Great Britain and the colonies developed ways to spy on each other to gain an advantage during the war. The Committee on Secret Correspondence, led by Benjamin Franklin, is one such effort worthy of research, as are notable individuals involved in espionage. They include patriot-turned-British spy Dr. Benjamin Church and patriots Benjamin Tallmadge and John Jay, heads of New York's Committee for Detecting and Defeating Conspiracies. Tallmadge and Jay foiled a 1776 scheme to capture George Washington, among other things. Patriot Benedict Arnold revealed secret news to the English about Rochambeau's French forces in Rhode Island and then defected to the British side. His famous spy career is documented in sources available in print and online.
The battle at Saratoga is one of the most significant battles in the war for independence. The success of the colonists in defeating the British troops there in 1777 is one such event. Benedict Arnold led colonial forces against a slow-moving and heavily armed British army, and Britain's missteps at Saratoga are a possible research topic. The British victory at Bunker Hill and the Cowpens battle, where Americans gained offensive momentum in the South, are both good subjects for study.
Health and Medicine
Unsanitary conditions at military camps facilitated the spread of dysentery, smallpox and other deadly diseases. They also increased the risks of infection and death for soldiers wounded in battle: Only 35 percent of soldiers survived injuries from musket balls or bayonets or from amputations done without anesthesia or sterilization. How these conditions affected the numbers of soldiers lost in battle is an intriguing research topic. Almost anyone with medical knowledge was called into service during the Revolutionary War to tend to the sick, so doctors received extensive experience in treating battlefield diseases and injuries. How the medical field was affected by the large volume of illnesses and injuries seen in eight years of war is a topic that could be explored in depth.

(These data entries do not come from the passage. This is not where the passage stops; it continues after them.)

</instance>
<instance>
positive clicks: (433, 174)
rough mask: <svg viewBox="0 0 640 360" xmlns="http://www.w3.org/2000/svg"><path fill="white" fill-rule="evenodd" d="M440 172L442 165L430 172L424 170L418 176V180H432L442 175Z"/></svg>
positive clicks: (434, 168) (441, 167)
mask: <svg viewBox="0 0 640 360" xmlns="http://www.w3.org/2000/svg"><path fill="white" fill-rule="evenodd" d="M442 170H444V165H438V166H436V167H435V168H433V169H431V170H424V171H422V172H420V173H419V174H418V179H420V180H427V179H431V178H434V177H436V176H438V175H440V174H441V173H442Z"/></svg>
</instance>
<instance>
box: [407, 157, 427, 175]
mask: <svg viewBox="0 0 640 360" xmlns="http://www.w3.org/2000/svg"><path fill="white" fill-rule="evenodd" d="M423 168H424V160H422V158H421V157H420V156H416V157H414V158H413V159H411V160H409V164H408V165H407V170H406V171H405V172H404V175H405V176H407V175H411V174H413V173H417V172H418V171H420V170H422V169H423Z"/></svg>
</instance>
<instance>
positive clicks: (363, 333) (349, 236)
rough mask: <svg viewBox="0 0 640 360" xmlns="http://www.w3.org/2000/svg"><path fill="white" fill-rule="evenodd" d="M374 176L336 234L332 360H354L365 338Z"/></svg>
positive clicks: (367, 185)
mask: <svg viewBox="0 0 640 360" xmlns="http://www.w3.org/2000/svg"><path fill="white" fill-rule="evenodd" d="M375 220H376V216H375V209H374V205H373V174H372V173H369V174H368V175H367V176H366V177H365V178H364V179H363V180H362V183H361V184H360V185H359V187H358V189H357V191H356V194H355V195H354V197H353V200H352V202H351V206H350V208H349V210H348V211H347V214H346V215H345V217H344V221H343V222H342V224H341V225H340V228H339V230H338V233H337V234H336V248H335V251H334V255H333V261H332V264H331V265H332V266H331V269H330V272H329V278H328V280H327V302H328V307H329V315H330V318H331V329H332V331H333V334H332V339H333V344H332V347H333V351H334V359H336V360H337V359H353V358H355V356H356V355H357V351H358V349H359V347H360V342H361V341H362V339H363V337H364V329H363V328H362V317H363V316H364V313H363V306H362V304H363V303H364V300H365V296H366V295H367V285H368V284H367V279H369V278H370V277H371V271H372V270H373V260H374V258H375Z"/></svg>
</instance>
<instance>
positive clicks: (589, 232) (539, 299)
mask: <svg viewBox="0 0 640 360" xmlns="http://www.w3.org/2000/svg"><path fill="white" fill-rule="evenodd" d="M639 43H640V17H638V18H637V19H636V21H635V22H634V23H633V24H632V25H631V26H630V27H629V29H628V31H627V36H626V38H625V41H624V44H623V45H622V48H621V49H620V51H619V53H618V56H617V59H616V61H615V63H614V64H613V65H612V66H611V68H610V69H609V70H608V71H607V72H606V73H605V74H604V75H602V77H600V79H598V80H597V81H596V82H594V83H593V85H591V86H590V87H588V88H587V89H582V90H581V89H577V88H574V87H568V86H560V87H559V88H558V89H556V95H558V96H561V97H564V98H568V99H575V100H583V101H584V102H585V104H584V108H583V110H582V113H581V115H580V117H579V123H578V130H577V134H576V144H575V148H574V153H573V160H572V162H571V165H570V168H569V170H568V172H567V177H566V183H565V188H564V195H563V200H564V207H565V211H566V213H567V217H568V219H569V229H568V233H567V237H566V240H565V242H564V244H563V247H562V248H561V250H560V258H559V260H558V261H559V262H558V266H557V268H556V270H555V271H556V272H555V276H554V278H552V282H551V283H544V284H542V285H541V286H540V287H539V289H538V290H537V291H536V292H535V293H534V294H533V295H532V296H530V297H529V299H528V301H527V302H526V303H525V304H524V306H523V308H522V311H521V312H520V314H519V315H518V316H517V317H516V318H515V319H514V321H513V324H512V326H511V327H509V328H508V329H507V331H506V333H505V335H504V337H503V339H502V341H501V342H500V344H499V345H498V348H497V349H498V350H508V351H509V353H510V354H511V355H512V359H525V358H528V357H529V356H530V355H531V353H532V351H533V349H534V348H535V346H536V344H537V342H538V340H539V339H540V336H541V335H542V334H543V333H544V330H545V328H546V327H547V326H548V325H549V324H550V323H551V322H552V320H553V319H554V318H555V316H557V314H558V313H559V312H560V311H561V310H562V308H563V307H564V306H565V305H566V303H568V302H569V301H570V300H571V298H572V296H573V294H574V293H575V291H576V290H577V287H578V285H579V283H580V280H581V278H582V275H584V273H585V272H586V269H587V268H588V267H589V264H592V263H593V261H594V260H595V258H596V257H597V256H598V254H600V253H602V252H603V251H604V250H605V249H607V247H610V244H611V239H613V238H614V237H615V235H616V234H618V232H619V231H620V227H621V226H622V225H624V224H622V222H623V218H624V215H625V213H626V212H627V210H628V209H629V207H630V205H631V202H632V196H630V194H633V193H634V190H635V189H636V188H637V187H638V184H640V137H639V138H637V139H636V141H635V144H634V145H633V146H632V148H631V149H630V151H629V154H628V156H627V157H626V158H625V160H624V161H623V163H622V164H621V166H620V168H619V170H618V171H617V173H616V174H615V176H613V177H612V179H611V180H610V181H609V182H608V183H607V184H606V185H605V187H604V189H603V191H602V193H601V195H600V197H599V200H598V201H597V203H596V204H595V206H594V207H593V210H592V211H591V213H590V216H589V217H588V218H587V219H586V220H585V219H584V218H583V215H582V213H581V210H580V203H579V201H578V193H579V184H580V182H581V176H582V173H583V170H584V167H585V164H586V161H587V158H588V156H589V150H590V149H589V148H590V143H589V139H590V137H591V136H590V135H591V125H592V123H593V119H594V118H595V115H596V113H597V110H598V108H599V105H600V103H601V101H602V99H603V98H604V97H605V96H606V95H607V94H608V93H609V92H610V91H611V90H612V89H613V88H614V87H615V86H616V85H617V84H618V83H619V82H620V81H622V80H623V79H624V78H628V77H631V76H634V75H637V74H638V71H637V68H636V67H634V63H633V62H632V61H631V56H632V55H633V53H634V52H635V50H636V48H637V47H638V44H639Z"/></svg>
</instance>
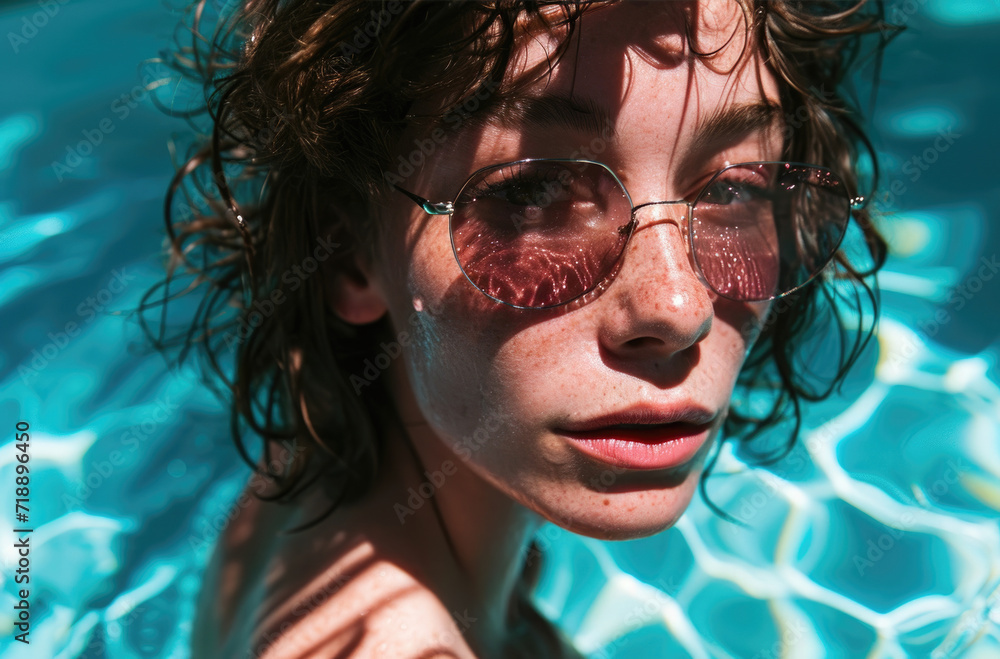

Colonial Opposition to Great Britain
Events leading up to military action are likewise good research topics. These events included the anti-tax revolts that led to the eventual declaration of colonial autonomy. England’s passage of a Sugar Tax in 1764 and the Stamp Act in 1765 to pay for British troops stationed in the colonies infuriated the patriots, who wanted representation in Parliament before new taxes were imposed. The refusal of colonists to buy British goods led patriots to dump tea into Boston harbor to punctuate their boycott. The differing points of view between loyalists and patriots living in the American colonies can be explored through primary source documents, newspapers and political cartoons.